1College of Plant Science and Technology, Huazhong Agricultural University, Wuhan 430070, PR China
2Laboratory of Plant Nutrition and Ecological Environment Research, Center for Microelement Research, Huazhong Agricultural University, and Key Laboratory of Subtropical Agriculture and Environment, Ministry of Agriculture, Wuhan 430070, PR China
3Department of Primary Industries, Private Bag 105, Hamilton, Victoria 3300, Australia

ABSTRACT: Submerged aquatic macrophytes such as Potamogeton crispus can absorb large quantities of nutrients from sediment and water, and therefore mitigate pollution and improve water quality of polluted lakes.

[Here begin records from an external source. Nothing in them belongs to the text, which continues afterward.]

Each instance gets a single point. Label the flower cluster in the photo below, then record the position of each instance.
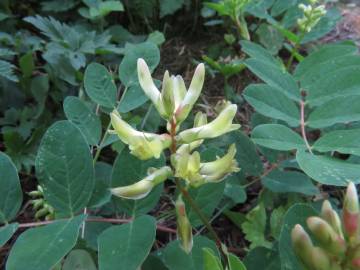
(311, 15)
(339, 241)
(174, 103)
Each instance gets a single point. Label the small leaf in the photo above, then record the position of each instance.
(281, 80)
(211, 261)
(125, 247)
(87, 121)
(254, 227)
(338, 110)
(289, 181)
(342, 141)
(79, 259)
(176, 259)
(6, 232)
(328, 170)
(41, 248)
(278, 137)
(64, 168)
(11, 198)
(269, 101)
(99, 85)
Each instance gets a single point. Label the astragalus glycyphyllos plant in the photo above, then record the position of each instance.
(174, 103)
(338, 240)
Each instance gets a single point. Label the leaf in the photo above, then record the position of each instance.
(328, 170)
(101, 194)
(276, 78)
(235, 263)
(99, 85)
(134, 96)
(297, 214)
(324, 56)
(43, 247)
(269, 101)
(26, 63)
(254, 227)
(176, 259)
(127, 170)
(64, 168)
(324, 26)
(6, 232)
(168, 7)
(79, 259)
(262, 258)
(338, 110)
(85, 119)
(207, 197)
(258, 52)
(211, 261)
(126, 246)
(289, 181)
(342, 141)
(339, 83)
(11, 198)
(7, 71)
(277, 137)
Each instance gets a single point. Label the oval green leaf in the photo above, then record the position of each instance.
(64, 168)
(125, 247)
(43, 247)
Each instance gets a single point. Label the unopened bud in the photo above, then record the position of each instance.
(220, 125)
(142, 188)
(351, 211)
(143, 145)
(184, 230)
(326, 235)
(302, 245)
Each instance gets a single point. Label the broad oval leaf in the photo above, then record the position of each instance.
(11, 198)
(270, 102)
(275, 77)
(127, 170)
(176, 259)
(43, 247)
(337, 84)
(342, 141)
(339, 110)
(6, 232)
(99, 85)
(289, 181)
(278, 137)
(328, 170)
(297, 214)
(80, 114)
(79, 259)
(125, 247)
(65, 168)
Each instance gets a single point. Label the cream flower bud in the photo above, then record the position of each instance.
(302, 245)
(326, 235)
(142, 144)
(184, 230)
(217, 170)
(192, 94)
(142, 188)
(220, 125)
(149, 87)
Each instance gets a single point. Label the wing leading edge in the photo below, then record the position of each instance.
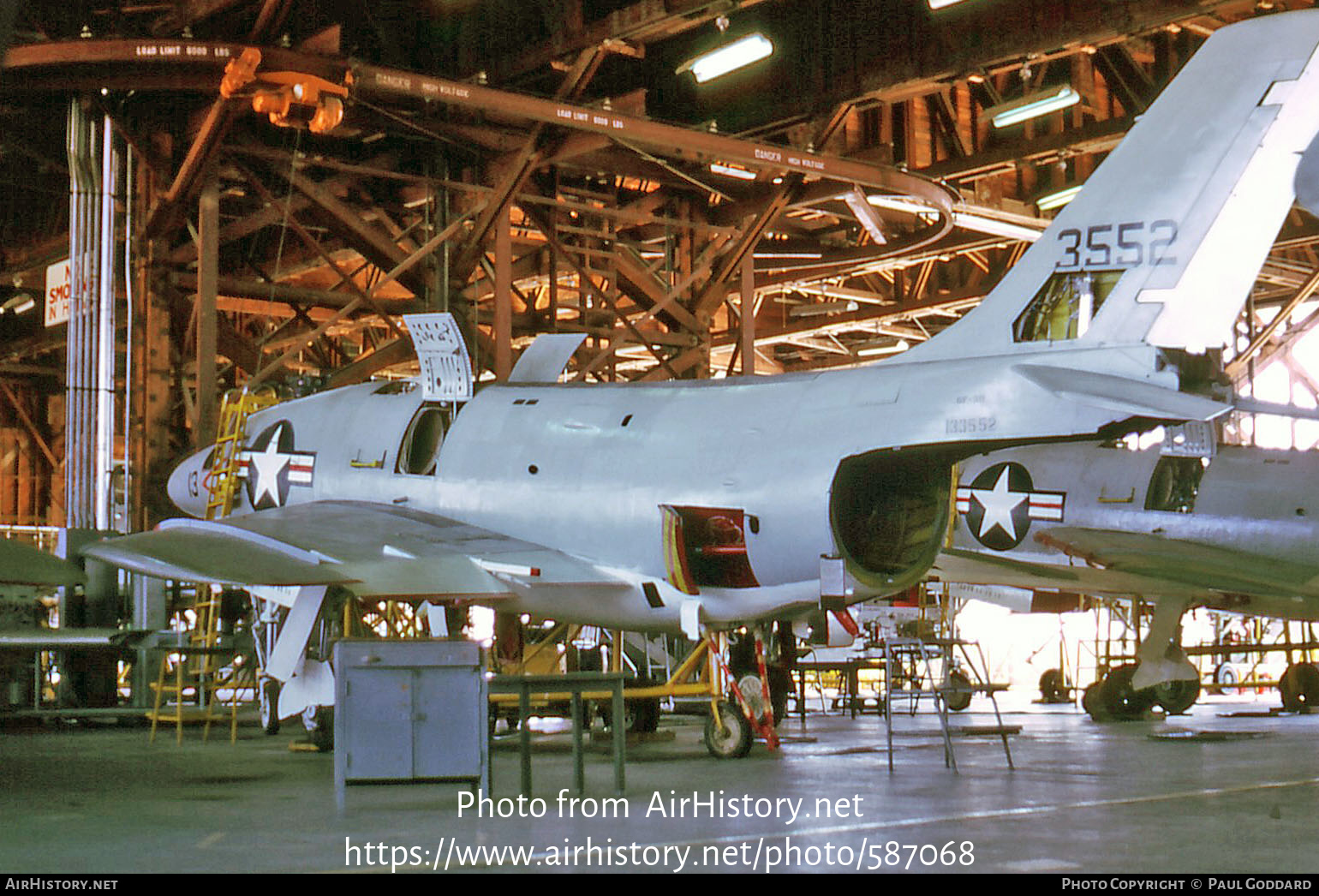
(373, 549)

Turions are the main propagules of P. crispus; their formation is an important process in the life cycle of the plant and relates closely to the population dynamics of the species in lakes. The clarification of the physiological mechanisms specific to plant hormone regulation in propagule formation versus plant growth will help to better understand the population decline in eutrophic waters and to develop management strategies for the species. In the present study, different treatment concentrations and application frequencies of gibberellic acid (GA3) and 6-benzyladenine (6-BA), a cytokinin substances, were used to investigate their effects on propagule formation and plant growth in this plant. The results showed that, when a cultured plant was treated with GA3 or 6-BA before propagule morphogenesis, propagule production was inhibited or delayed. Under repeat applications of GA3 or 6-BA, propagule formation was arrested completely except in the treatment with 2.5 mg l−1 GA3, which led to some phylloclade turions. Plants treated with GA3 had more phylloclade turions and longer turions compared to the control, whereas less difference was observed under 6-BA treatments. This suggests that cytokinin is a more effective substance in regulating propagule differentiation in P. crispus. Morphological and physiological analysis showed that the propagule formation was more sensitive than plant growth to the plant growth regulators. Both plant growth regulators promoted photosynthetic pigments in plants but inhibited starch accumulation in propagules, which may be related closely to the changes in propagule growth and development.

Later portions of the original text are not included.